The ensuing active inference can be regarded as a formal example of
active vision (Wurtz et al.
2011)—sometimes described in enactivist terms as
visual palpation (O’Regan and Noë
2001) and illustrates a number of key points. First, it discloses the nature of evidence accumulation in selecting a hypothesis or percept the best explains sensory data. Figure shows that this proceeds over two timescales—within and between saccades. Within-saccade accumulation is evident even during the initial fixation, with further stepwise decreases in uncertainty as salient information is sampled. The within-saccade accumulation is formally related to evidence accumulation as described in models of perceptual discrimination (Gold and Shadlen
2003; Churchland et al.
2011). The transient changes in posterior expectations, shortly after each saccade, reflect the fact that new data are being generated as the eye sweeps towards its new target location. It is important to note that the agent is not just predicting visual input, but also how input changes with eye movements—this induces an increase in posterior uncertainty during the fast phase of the saccade. However, due to the veracity of the posterior beliefs, the posterior confidence shrinks again when the saccade reaches its target location. This shrinkage is usually to a smaller level than in the preceding saccade.

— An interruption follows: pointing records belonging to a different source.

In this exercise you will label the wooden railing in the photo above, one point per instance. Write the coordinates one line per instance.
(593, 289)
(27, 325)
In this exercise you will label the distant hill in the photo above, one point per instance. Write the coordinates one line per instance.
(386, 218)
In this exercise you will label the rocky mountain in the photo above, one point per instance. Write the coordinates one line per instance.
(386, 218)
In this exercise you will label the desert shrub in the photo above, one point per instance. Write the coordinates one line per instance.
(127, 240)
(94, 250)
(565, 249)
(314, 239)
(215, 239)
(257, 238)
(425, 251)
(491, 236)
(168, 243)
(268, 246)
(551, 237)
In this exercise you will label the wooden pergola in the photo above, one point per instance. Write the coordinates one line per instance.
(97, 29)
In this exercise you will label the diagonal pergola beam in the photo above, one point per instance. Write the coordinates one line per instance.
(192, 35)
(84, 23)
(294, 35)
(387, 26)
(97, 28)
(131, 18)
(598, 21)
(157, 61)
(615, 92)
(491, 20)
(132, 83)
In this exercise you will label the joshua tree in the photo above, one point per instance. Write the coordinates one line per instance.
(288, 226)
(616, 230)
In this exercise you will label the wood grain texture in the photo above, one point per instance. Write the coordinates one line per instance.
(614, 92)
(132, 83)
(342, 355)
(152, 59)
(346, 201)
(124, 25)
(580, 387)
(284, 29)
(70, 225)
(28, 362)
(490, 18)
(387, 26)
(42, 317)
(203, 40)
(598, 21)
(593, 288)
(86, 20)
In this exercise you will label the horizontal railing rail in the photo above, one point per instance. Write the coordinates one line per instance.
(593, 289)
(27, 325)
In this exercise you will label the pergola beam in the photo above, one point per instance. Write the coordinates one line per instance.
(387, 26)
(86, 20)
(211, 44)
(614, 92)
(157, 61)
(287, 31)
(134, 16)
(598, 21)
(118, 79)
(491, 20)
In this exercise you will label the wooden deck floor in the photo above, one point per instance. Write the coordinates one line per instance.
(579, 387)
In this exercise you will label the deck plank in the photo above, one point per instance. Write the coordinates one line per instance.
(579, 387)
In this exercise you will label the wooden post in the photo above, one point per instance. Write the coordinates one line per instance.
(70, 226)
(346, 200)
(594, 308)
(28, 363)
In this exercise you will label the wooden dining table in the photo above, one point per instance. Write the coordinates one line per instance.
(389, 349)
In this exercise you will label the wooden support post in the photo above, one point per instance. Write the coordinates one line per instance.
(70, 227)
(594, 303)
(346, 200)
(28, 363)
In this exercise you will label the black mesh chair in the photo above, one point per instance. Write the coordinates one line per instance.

This illustrates the second key point, namely the circular causality that lies behind perception. Put simply, the only hypothesis that can endure over successive saccades is the one that correctly predicts the salient features that are sampled. This sampling depends upon action or an embodied inference that speaks directly to the notion of active vision and visual palpation (O’Regan and Noë
2001; Wurtz et al.
2011). This means that the hypothesis prescribes its own verification and can only survive if it is a correct representation of the world. If its salient features are not discovered, it will be discarded in favour of a better hypothesis. This provides a nice perspective on perception as hypothesis testing, where the emphasis is on the selective processes that underlie sequential testing. This is particularly pertinent when hypotheses can make predictions that are more extensive than the data that can be sampled at any one time.